In September, Chrome 53 will kill off all background Flash content, which is about 90 per cent of Flash on the web, according to Google.
Then in December, Chrome 55 will use HTML5 for video, animations, games and similar stuff. If there is no HTML5 available and instead just Flash, you'll be asked to explicitly enable the Adobe plugin to view it.
This will pile immense pressure on web developers to use HTML5 and ditch Flash, because Chrome will deliberately stall the plugin's user experience.

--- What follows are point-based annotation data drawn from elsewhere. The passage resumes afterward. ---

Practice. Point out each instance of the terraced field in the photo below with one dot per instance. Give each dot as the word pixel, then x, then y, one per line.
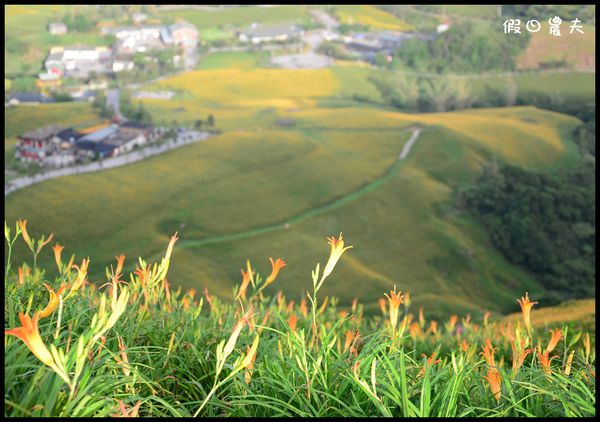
pixel 261 174
pixel 19 120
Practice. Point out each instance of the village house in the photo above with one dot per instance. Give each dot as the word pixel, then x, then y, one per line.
pixel 138 17
pixel 145 130
pixel 258 34
pixel 114 139
pixel 183 34
pixel 78 61
pixel 28 98
pixel 58 28
pixel 133 39
pixel 34 146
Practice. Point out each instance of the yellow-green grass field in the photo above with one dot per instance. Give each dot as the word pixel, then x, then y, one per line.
pixel 27 25
pixel 369 15
pixel 581 314
pixel 239 17
pixel 22 119
pixel 335 170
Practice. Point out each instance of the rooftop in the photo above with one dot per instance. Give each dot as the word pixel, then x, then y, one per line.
pixel 43 133
pixel 99 135
pixel 272 30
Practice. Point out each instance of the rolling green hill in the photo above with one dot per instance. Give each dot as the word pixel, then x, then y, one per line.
pixel 335 169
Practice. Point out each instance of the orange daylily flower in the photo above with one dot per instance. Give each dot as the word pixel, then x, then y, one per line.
pixel 519 358
pixel 124 360
pixel 275 267
pixel 337 249
pixel 23 272
pixel 53 302
pixel 244 286
pixel 488 353
pixel 556 336
pixel 526 306
pixel 494 379
pixel 406 299
pixel 23 225
pixel 303 308
pixel 545 360
pixel 432 327
pixel 29 333
pixel 382 306
pixel 568 364
pixel 43 242
pixel 131 413
pixel 421 317
pixel 395 301
pixel 349 338
pixel 248 361
pixel 452 323
pixel 245 319
pixel 81 274
pixel 57 255
pixel 587 345
pixel 430 362
pixel 486 316
pixel 415 330
pixel 120 259
pixel 292 322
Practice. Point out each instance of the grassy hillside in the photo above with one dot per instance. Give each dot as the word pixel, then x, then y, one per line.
pixel 580 314
pixel 239 60
pixel 333 170
pixel 370 16
pixel 578 51
pixel 217 24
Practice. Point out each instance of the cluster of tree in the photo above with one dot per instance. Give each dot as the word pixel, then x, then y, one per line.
pixel 78 22
pixel 585 13
pixel 472 46
pixel 544 223
pixel 99 104
pixel 129 110
pixel 210 121
pixel 335 50
pixel 423 94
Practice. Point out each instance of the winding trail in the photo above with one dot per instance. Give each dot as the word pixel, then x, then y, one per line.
pixel 335 203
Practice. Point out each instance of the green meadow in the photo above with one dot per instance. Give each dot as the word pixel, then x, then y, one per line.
pixel 265 189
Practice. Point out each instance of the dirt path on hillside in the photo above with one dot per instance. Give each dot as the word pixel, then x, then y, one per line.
pixel 335 203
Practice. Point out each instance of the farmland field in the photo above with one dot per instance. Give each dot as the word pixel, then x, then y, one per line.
pixel 370 16
pixel 239 60
pixel 334 169
pixel 239 17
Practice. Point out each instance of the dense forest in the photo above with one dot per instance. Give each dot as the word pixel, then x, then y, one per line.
pixel 470 47
pixel 545 223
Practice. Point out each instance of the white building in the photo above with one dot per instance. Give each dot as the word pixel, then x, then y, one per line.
pixel 58 28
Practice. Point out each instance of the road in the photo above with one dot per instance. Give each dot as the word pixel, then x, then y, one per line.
pixel 284 225
pixel 112 102
pixel 183 139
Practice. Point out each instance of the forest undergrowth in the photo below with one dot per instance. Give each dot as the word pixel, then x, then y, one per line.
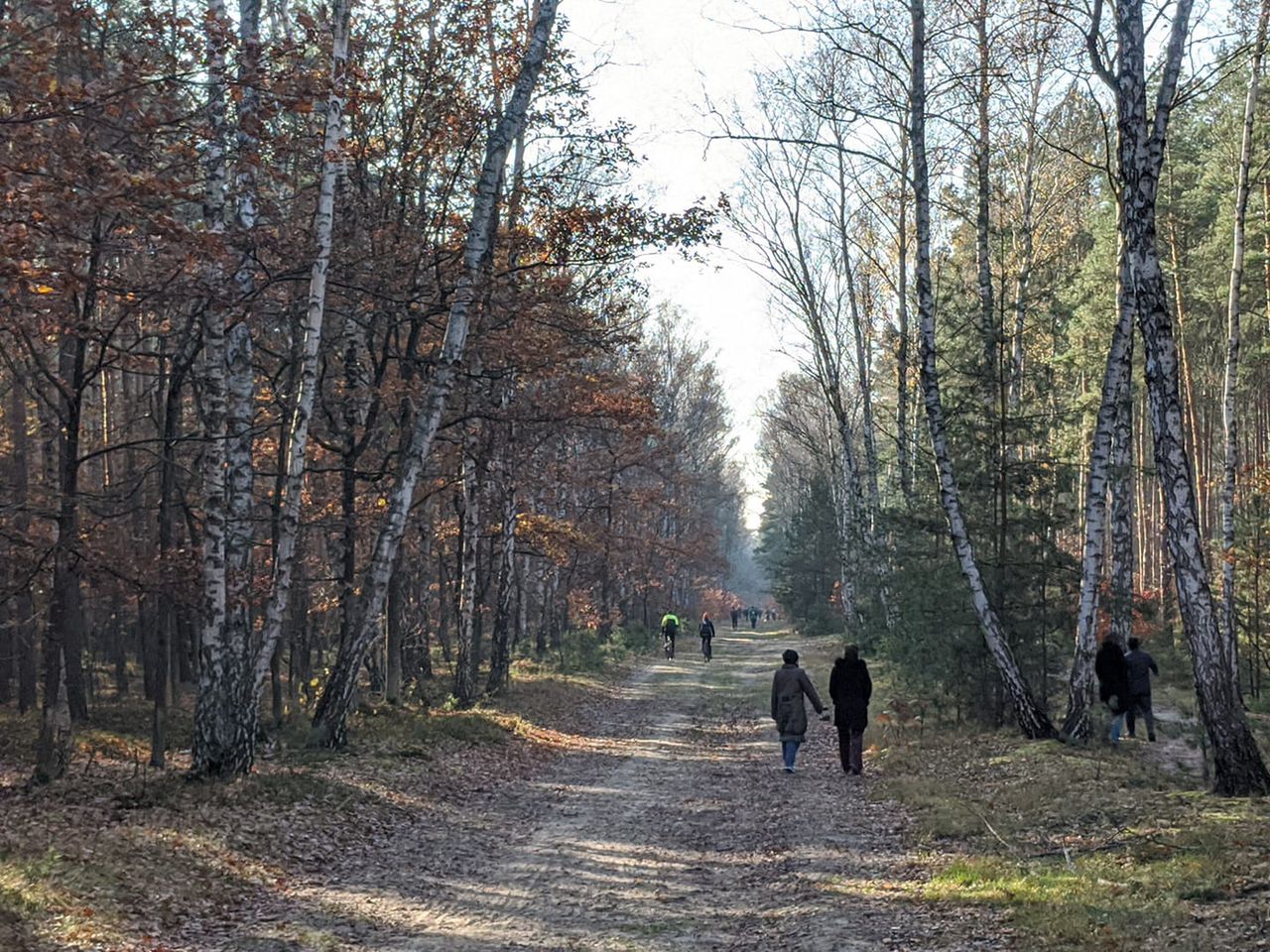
pixel 1086 847
pixel 122 857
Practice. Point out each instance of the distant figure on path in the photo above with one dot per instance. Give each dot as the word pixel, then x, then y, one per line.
pixel 1112 675
pixel 790 685
pixel 670 629
pixel 1141 665
pixel 706 634
pixel 851 687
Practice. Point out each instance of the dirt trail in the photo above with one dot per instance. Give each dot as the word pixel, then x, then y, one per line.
pixel 676 832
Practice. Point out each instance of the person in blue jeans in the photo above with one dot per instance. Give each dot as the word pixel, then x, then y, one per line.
pixel 1112 675
pixel 790 687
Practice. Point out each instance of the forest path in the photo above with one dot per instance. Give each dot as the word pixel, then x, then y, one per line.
pixel 675 829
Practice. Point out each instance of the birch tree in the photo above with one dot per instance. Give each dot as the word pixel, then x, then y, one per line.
pixel 331 712
pixel 1139 159
pixel 1232 349
pixel 1032 717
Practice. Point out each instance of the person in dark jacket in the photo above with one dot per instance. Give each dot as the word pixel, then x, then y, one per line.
pixel 1141 665
pixel 790 684
pixel 1112 675
pixel 851 687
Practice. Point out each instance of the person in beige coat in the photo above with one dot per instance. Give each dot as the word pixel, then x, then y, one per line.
pixel 790 685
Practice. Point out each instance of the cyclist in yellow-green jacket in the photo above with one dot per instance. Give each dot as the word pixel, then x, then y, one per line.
pixel 670 629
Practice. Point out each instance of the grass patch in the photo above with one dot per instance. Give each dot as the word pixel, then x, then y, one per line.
pixel 1082 847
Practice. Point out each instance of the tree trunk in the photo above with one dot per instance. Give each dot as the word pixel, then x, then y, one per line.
pixel 1229 634
pixel 397 626
pixel 1115 390
pixel 1032 719
pixel 468 597
pixel 500 657
pixel 1239 770
pixel 1121 525
pixel 23 603
pixel 905 440
pixel 330 716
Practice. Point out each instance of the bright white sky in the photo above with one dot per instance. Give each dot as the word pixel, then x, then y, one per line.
pixel 666 58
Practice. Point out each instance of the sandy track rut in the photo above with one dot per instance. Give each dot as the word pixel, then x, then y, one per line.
pixel 677 832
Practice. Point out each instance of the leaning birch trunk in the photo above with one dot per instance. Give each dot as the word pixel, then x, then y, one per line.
pixel 1238 767
pixel 500 648
pixel 226 714
pixel 903 439
pixel 1115 388
pixel 307 381
pixel 213 411
pixel 1121 526
pixel 1028 239
pixel 989 326
pixel 468 590
pixel 331 714
pixel 1232 356
pixel 1032 717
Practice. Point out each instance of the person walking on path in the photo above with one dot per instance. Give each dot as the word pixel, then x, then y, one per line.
pixel 1141 665
pixel 670 629
pixel 1112 675
pixel 849 688
pixel 790 685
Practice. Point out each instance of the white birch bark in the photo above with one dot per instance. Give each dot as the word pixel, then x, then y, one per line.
pixel 465 682
pixel 1229 420
pixel 1115 389
pixel 1239 770
pixel 206 756
pixel 1032 717
pixel 307 379
pixel 330 716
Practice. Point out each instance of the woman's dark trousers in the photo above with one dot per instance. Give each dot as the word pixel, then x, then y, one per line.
pixel 851 749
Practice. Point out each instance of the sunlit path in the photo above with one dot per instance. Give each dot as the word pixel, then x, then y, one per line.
pixel 680 833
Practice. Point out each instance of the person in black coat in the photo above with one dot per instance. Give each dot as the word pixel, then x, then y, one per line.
pixel 851 687
pixel 1112 674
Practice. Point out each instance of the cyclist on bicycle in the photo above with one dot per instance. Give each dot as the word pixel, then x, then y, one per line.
pixel 706 634
pixel 670 629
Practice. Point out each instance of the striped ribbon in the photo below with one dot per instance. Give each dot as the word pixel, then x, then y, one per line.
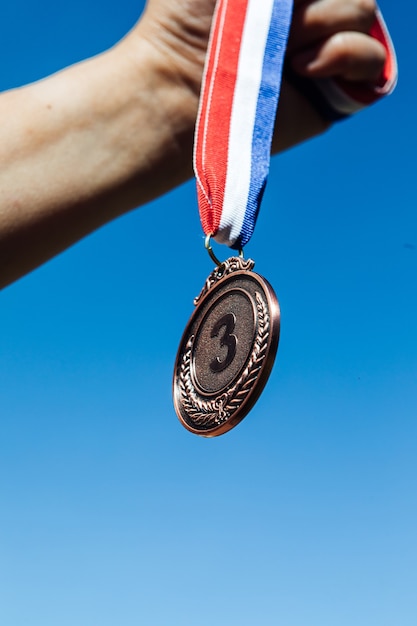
pixel 235 123
pixel 238 102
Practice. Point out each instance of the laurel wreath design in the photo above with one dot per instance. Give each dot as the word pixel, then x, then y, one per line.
pixel 219 410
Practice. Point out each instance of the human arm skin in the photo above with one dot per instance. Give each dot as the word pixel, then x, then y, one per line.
pixel 100 138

It's effectively throwing Flash out into the cold winter's night. There is no more room at the inn. Google says it prefers HTML5 because it's faster to load than Flash and easier on handhelds' batteries. But the elephant in the room is Flash's dreadful security record: it is a screen door that lets the sewage of the internet seep in and infect computers.
Googler Anthony LaForge, who oversees Flash support in Chrome, blogged today:
Adobe Flash Player played a pivotal role in the adoption of video, gaming and animation on the Web. Today, sites typically use technologies like HTML5, giving you improved security, reduced power consumption and faster page load times. Going forward, Chrome will de-emphasize Flash in favor of HTML5.
In December, Chrome 55 will make HTML5 the default experience, except for sites which only support Flash. For those, you'll be prompted to enable Flash when you first visit the site. Aside from that, the only change you'll notice is a safer and more power-efficient browsing experience.